The Nubian Church, as it existed in all three kingdoms, was integral with the Coptic Church of Egypt, headed by the Patriarch of Alexandria. There was not, as in Abyssinia, a separate abuna (equivalent to an archbishop) for the country. All the Bishops were appointed from Alexandria, and many were Egyptians, as were at least some of the lesser clergy. Notwithstanding its adherence to Alexandria, however, the Nubian church throughout its history retained Greek rather than Coptic as its liturgical language, although religious texts both in Coptic and in Old Nubian were also widely circulated.
According to one very late document there were seven Episcopal sees in the combined kingdom of Nobadia and Makouria, and six in the kingdom of Alodia. Textual records mention a bewildering hierarchy of religious officials, including bishops, "great priests," priests, archimandrites, archdeacons, "epideacons," deacons, liturgists, and elders. Very little is known about the actual functions of these individuals.

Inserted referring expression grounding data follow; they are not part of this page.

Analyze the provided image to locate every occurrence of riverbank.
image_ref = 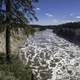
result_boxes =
[0,53,34,80]
[0,25,39,54]
[0,25,40,80]
[53,22,80,46]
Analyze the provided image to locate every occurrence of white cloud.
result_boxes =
[36,8,40,11]
[45,13,53,17]
[52,19,75,25]
[76,16,80,19]
[64,20,75,23]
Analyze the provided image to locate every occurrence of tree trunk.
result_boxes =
[6,26,11,62]
[5,0,12,63]
[31,72,34,80]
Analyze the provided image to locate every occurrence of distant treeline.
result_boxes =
[53,22,80,45]
[30,25,56,30]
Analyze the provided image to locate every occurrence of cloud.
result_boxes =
[52,19,75,25]
[36,8,40,11]
[64,20,74,23]
[76,16,80,19]
[45,13,53,17]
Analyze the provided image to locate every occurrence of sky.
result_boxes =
[30,0,80,25]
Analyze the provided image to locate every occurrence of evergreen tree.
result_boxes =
[0,0,38,63]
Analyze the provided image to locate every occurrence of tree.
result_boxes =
[0,0,38,63]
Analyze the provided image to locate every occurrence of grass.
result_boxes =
[0,53,34,80]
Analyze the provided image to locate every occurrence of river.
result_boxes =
[19,29,80,80]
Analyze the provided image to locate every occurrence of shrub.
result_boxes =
[0,53,33,80]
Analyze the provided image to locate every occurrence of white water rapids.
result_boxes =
[19,29,80,80]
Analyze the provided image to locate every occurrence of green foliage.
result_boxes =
[53,21,80,45]
[53,22,80,36]
[0,53,33,80]
[0,0,38,64]
[0,0,38,24]
[23,27,36,36]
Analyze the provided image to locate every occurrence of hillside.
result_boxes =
[53,22,80,45]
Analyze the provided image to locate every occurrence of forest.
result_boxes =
[53,22,80,45]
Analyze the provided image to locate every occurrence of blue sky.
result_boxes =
[31,0,80,25]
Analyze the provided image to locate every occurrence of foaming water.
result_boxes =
[19,29,80,80]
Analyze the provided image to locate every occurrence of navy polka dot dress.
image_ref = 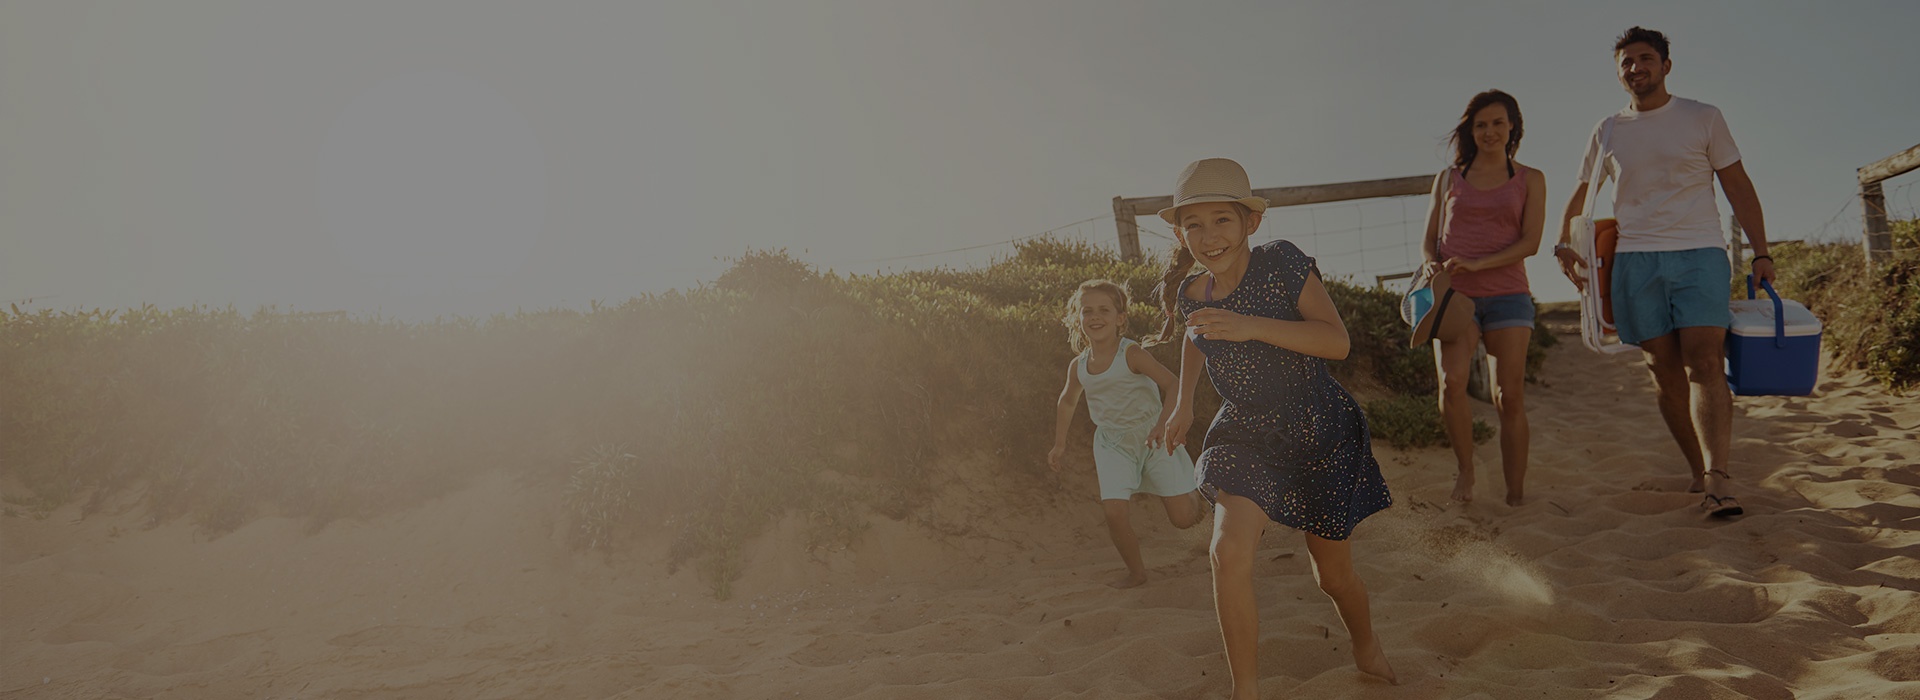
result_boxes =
[1178,240,1392,540]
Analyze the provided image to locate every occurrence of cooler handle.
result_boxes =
[1745,274,1785,349]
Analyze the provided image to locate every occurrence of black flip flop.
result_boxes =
[1701,494,1744,519]
[1422,287,1458,346]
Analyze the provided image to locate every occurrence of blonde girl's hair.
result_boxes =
[1061,279,1130,353]
[1151,201,1253,345]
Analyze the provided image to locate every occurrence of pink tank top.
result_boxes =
[1438,164,1531,297]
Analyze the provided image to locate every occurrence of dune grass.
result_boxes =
[1756,219,1919,394]
[3,237,1530,598]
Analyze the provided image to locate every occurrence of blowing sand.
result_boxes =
[4,335,1918,699]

A few small monasteries have been identified archaeologically, but it is evident that monasticism in Nubia played nothing like the important role that it did in Egypt. It seems evident too that many of the monks were Egyptian rather than Nubian. In addition to recognized and consecrated monasteries there were some small communities of religious recluses, called lawra, which probably had no official recognition (see Anderson 1999).
Primary sources: Adams 1977, 471-88; Welsby 2002, 97-106.